Disclosure: Dr. Farrell has nothing to disclose.
Pub Date: Monday, Nov 21, 2016
Author: Stephen W. Farrell, PhD, FACSM
Affiliation: The Cooper Institute, Dallas Texas

For over a century, cardiovascular disease (CVD) has been the leading cause of death among U.S. men and women. While major risk factors for CVD such as cigarette smoking, hypertension, obesity, and abnormal blood cholesterol level were identified as early as the 1960’s, it has only been in the past quarter-century or so that a low level of cardiorespiratory fitness (CRF) has emerged as being strongly and independently associated with all-cause, CVD, and cancer mortality.1,2,3 It is important to note that this association is present not only in healthy men and women, but also in those with suspected or known CVD, as well as those with comorbid conditions such as obesity, type 2 diabetes, and hypertension. In fact, many papers have shown that low CRF is a more powerful predictor of mortality risk than the aforementioned ‘traditional’ risk factors. Despite these strong associations, CRF remains the only major risk factor that is not routinely assessed in clinical practice. Furthermore, CRF is not included in risk calculators such as the 2013 AHA/ACC guidelines for the assessment of cardiovascular risk.4

In this paper, Ross and colleagues begin with an impressive review of the literature regarding the inverse association between CRF and numerous health outcomes. These outcomes are not limited to mortality risk; morbidity risk is significantly impacted by CRF as well. For example, there is a strong inverse association between CRF and the risk of developing dementia, Alzheimer’s disease, prediabetes, metabolic syndrome, type 2 diabetes mellitus, and disability. The authors emphasize that the literature consistently shows the greatest mortality/morbidity risk reduction is seen when comparing the least fit group (~<5 METS) to the next least fit group (~5-7 METS).5 They go on to make the important point that one need not have the fitness level of an elite athlete in order to reap the benefits of improved CRF. Accordingly, the authors state that interventions for increasing physical activity levels would appear to be of the greatest health benefit in those who are the least fit

As mentioned previously, CRF is not included in any of the currently used CVD risk prediction models. In order for CRF to be a true risk factor included in future CVD risk prediction models, assessing CRF must significantly improve risk prediction beyond traditional risk factors. The authors identify recent studies indicating that the use of newer statistical tools such as net reclassification improvement (NRI) show that the addition of CRF to traditional risk factors correctly and significantly alters risk classification. Additionally, they point out numerous studies which have shown that the addition of CRF to established risk prediction models such as the Framingham risk score adds to the predictive value of these models.6,7

A commonly held belief among clinicians is that it is simply not feasible to assess CRF in most clinical settings. The authors provide concise descriptions of the many ways CRF can be assessed, some of which are actually very inexpensive and quick. While it is true that a maximal treadmill or cycle ergometer exercise test with ventilatory expired gas analysis is the gold standard for quantifying CRF, there are many other available options. For example, maximal and submaximal exercise tests without ventilatory expired gas analysis can be utilized to obtain a good estimate of CRF. Many clinicians make the mistake of allowing their patients to tightly grip the treadmill handrails during exercise testing. The authors correctly note that doing so will significantly overestimate CRF, but that lightly resting the hands on the handrail may be acceptable. The authors also note that the 6-minute walk test can be used in a clinical setting for patients who are markedly deconditioned.8 For settings where maximal or submaximal testing is not feasible, there are field tests that can be self-administered which provide good estimates of CRF. These include the Cooper 12 minute run test9 and the 1-mile walk test.10 Because of its lower intensity and reduced impact on joints, the latter is more appropriate than the former for older, sedentary and/or obese individuals.

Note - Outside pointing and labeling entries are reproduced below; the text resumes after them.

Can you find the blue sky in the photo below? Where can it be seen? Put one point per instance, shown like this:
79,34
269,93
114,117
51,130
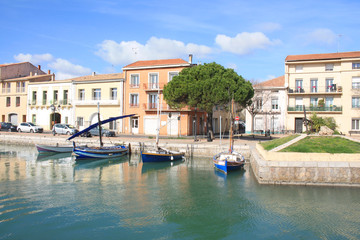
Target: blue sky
76,37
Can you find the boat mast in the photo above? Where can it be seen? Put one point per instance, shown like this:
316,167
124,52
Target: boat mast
101,144
231,126
158,116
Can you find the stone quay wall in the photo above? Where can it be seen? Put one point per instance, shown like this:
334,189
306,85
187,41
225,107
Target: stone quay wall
305,168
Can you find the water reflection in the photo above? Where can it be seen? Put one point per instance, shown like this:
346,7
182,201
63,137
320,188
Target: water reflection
179,200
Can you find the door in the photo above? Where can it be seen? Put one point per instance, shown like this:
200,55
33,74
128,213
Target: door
134,125
298,125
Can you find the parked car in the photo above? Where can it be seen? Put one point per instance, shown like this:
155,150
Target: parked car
29,127
6,126
105,132
67,129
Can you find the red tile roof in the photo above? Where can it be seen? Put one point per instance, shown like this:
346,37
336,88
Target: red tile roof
322,56
276,82
163,62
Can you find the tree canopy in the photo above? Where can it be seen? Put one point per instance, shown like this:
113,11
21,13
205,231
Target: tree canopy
208,85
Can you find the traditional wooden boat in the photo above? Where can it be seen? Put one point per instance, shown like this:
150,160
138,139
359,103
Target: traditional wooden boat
100,152
54,148
230,160
158,154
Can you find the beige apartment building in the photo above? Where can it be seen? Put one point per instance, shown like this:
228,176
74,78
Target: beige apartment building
143,95
103,89
14,79
325,84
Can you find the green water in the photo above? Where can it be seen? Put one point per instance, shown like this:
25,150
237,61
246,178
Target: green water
53,197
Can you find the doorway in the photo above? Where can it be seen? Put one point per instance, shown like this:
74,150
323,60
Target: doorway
298,125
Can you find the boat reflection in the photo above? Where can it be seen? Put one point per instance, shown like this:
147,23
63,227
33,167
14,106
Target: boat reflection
155,166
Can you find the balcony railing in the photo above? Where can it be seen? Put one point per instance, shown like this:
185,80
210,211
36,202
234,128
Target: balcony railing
299,108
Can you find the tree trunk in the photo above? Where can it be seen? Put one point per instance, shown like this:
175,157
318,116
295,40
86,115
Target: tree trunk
209,125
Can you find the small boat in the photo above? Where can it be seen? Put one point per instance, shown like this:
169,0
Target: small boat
158,154
161,155
230,160
54,148
100,152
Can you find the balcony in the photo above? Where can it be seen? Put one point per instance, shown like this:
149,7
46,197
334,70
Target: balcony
153,86
299,108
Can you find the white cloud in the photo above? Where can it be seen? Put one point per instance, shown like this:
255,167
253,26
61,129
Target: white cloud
268,27
34,59
65,69
244,43
126,52
321,36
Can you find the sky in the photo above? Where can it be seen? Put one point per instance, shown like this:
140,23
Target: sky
74,38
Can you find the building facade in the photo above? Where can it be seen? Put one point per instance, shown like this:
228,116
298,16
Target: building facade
325,84
268,110
143,96
14,100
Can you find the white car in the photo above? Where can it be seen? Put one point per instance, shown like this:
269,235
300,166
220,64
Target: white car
29,127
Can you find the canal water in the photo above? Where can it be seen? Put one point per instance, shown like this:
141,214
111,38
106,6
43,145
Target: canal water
53,197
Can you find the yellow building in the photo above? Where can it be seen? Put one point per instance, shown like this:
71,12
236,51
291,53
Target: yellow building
325,84
103,89
14,95
144,84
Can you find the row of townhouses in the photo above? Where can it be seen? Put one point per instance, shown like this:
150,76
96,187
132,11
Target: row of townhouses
325,84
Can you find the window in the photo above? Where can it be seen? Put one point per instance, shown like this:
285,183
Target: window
329,84
298,85
97,94
33,98
298,104
134,100
8,101
80,121
356,83
81,94
153,81
313,83
172,75
44,97
65,97
329,67
112,125
113,93
134,80
55,97
22,86
153,100
356,102
298,68
355,124
258,104
274,104
356,65
313,102
18,88
329,102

Perhaps the most realistic way for the majority of physicians to assess CRF is via the use of non-exercise prediction equations. While some might be initially skeptical of this approach, the authors discuss several CRF prediction equations that utilize variables such as age, gender, body mass index, physical activity level, smoking status, and resting heart rate. With regard to estimating CRF, these non-exercise prediction equations have actually been shown to be similar in accuracy to submaximal exercise testing.11 Thus, the barriers of ‘exercise testing is too time consuming,’ and ‘I don’t have the necessary space, staff, or equipment for exercise testing’ is eliminated. Using a non-exercise prediction equation to estimate CRF takes no more time or equipment than assessing resting blood pressure and heart rate.

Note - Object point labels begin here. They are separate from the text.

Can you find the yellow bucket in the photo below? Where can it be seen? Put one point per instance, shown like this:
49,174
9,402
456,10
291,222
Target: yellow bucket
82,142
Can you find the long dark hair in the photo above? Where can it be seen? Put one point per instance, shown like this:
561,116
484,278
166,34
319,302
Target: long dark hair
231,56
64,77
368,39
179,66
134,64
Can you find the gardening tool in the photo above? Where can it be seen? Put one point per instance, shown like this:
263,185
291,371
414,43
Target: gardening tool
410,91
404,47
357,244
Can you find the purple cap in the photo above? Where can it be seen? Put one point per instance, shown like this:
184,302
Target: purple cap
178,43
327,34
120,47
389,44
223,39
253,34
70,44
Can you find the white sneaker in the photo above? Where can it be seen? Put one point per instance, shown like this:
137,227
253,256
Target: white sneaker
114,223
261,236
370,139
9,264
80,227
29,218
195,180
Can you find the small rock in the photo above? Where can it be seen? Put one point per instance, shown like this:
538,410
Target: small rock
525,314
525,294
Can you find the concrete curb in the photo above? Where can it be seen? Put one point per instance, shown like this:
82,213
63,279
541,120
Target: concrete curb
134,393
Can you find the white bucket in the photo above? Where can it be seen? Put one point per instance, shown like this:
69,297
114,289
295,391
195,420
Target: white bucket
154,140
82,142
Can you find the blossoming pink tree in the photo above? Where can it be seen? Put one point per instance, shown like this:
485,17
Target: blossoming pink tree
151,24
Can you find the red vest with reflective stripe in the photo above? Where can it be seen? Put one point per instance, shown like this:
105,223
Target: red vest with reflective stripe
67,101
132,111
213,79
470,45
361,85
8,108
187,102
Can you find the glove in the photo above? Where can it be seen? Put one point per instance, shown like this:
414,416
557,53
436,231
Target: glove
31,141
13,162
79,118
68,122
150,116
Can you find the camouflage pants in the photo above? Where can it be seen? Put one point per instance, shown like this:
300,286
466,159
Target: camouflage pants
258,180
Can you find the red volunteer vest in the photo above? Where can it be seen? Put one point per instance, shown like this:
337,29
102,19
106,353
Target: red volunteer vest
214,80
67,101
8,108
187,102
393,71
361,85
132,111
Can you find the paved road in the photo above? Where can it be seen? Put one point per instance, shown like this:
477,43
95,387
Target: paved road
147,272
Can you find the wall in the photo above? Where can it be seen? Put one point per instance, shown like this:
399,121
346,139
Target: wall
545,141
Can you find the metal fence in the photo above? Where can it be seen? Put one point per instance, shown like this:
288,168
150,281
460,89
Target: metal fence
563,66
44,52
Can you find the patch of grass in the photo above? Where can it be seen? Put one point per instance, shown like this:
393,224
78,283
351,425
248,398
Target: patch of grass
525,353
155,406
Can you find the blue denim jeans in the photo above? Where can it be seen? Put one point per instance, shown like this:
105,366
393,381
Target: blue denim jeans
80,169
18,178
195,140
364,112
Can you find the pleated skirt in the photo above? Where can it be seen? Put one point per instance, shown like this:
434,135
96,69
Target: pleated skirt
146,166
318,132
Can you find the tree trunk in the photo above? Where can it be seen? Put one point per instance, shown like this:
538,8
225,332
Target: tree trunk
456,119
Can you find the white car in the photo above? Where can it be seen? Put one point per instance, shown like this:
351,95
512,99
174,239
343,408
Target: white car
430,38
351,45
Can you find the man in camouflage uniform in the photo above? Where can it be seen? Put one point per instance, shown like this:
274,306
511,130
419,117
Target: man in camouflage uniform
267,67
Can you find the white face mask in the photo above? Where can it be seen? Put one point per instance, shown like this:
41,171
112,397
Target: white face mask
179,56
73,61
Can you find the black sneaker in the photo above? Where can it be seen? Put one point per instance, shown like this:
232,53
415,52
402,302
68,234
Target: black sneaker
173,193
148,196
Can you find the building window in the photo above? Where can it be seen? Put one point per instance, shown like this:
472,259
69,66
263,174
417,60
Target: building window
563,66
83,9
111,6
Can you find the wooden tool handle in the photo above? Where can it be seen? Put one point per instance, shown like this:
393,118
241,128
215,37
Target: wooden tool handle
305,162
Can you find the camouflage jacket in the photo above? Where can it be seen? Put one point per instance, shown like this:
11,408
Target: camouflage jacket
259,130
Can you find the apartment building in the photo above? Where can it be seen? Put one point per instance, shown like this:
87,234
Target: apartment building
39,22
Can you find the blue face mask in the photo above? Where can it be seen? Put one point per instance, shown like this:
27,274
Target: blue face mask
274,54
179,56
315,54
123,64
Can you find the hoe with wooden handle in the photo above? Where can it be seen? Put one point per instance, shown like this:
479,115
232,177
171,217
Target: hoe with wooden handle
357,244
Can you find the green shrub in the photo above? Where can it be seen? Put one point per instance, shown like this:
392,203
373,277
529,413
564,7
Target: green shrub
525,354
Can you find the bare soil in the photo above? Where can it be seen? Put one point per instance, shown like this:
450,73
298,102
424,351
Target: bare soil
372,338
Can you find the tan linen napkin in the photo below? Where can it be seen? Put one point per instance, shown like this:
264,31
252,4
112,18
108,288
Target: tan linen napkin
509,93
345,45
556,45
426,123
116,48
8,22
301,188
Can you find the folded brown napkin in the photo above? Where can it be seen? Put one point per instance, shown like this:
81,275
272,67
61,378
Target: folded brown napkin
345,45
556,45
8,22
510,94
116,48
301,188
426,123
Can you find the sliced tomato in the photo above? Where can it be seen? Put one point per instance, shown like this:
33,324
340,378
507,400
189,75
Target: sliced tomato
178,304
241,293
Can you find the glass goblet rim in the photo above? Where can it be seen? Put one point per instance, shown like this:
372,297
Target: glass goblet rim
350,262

It is important that clinicians not view CRF simply as a surrogate measure for physical activity. In studies where CRF and self-reported physical activity are assessed and used as predictors of CVD risk, CRF is typically a significantly stronger predictor of the two.12 This may be due to the fact that there is less misclassification when using measured or estimated CRF as opposed to self-reported physical activity. Along these same lines, it is also important to note that CRF is influenced by genetic13 and non-genetic factors other than habitual physical activity. For example, there are situations where a patient might have a relatively high CRF despite a low level of self-reported physical activity, and vice-versa.

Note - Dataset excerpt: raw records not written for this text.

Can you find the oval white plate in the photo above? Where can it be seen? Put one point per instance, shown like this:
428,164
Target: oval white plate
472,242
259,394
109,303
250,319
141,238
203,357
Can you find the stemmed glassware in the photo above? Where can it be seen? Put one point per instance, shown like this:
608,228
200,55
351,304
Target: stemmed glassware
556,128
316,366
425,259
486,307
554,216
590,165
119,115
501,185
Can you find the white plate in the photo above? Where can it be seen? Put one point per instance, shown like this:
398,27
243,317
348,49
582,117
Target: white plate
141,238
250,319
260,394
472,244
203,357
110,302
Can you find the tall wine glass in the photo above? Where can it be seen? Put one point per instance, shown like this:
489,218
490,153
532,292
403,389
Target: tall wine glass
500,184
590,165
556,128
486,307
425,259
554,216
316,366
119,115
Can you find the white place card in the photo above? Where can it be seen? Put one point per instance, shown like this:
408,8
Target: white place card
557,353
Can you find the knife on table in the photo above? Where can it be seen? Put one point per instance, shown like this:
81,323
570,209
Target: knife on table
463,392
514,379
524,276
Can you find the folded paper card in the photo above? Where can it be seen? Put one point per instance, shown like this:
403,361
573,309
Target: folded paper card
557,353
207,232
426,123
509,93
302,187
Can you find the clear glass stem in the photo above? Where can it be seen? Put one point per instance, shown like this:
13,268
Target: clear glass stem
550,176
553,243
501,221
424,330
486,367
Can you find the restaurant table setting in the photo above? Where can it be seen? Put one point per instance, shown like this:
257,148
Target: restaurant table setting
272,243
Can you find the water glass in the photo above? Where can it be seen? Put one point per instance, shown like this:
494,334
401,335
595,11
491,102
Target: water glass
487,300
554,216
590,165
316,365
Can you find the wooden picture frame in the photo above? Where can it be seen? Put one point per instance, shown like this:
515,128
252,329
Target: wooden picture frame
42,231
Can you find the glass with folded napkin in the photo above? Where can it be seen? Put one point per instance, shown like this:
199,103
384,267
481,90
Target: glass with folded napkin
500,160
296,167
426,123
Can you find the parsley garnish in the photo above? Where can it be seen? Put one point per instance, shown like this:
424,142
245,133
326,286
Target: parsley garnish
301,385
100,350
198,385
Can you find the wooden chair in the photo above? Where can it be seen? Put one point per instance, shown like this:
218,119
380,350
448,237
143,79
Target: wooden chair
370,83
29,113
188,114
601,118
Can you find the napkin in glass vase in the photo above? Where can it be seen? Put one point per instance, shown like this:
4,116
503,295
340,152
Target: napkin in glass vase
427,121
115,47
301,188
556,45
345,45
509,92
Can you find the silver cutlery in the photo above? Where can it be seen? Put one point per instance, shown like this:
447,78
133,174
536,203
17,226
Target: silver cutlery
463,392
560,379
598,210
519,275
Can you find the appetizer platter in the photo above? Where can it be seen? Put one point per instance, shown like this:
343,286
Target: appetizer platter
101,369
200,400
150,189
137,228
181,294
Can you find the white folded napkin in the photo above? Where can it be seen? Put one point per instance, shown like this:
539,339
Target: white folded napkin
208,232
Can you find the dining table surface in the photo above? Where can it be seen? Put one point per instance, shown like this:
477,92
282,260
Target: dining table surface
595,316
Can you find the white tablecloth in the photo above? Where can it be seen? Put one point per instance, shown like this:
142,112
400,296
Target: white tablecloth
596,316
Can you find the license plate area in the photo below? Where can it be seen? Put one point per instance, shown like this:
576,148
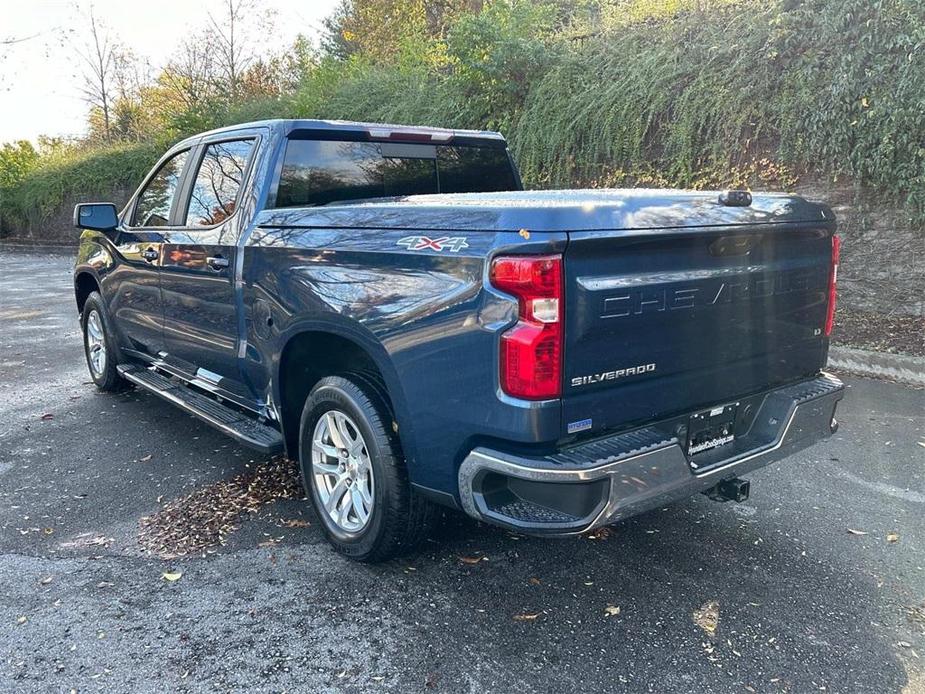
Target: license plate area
710,429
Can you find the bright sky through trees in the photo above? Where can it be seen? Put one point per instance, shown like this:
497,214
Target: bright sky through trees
40,70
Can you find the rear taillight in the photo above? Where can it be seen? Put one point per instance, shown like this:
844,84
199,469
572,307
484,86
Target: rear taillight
531,351
833,280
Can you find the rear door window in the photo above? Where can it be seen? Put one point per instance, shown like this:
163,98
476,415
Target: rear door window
318,172
156,199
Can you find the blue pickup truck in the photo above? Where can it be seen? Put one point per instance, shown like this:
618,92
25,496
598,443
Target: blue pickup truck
388,306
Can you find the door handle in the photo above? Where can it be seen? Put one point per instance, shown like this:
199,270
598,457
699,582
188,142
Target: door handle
217,262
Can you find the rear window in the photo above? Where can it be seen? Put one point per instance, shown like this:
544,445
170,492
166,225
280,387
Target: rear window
317,172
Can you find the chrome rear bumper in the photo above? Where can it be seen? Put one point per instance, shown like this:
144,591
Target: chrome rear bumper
606,480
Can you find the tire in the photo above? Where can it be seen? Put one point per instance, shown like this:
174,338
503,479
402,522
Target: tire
100,346
397,519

It is well-known that sedentary lifestyle is all too common in our society, with ~80% of U.S. adults failing to meet the minimal physical activity guidelines set forth by the Department of Health and Human Services in 2008.14 By comparison, the current prevalence of cigarette smoking among U.S. adults is only 17%.15 While a smoker would very likely be urged to quit during an annual physical examination, individuals with low CRF would typically not be identified. By failing to assess CRF in clinical practice, accurate risk stratification of patients can be significantly compromised. Thus, the population who would benefit the most from regular moderate-intensity physical activity i.e. those who are the least fit, are unlikely to receive the necessary critical recommendations relative to improving CRF.

It is highly unlikely that a patient could undergo a routine physical examination without measures of body mass index, blood lipids, blood glucose, resting blood pressure and resting heart rate. This paper makes a compelling argument to include routine assessment of CRF as a vital sign as well. All clinicians are urged to assess the CRF of their patients using whatever means are available, to carefully consider CRF when stratifying risk, and to provide physical activity recommendations, particularly for patients with low CRF.


Ross R, Blair SN, Arena R, Church TS, Despres J-P, Franklin BA, Haskell WL, Kaminsky LA, Levine BD, Lavie CJ, Myers J, Niebauer J, Sallis R, Sawada SS, Sui X, Wisloff U; on behalf of the American Heart Association Physical Activity Committee of the Council on Lifestyle and Cardiometabolic Health; Council on Clinical Cardiology; Council on Epidemiology and Prevention; Council on Cardiovascular and Stroke Nursing; Council on Genomic and Precision Medicine; and Stroke Council. Importance of assessing cardiorespiratory fitness in clinical practice: a case for fitness as a clinical vital sign: a scientific statement from the American Heart Association [published online ahead of print November 21, 2016]. Circulation. doi: 10.1161/CIR.0000000000000461.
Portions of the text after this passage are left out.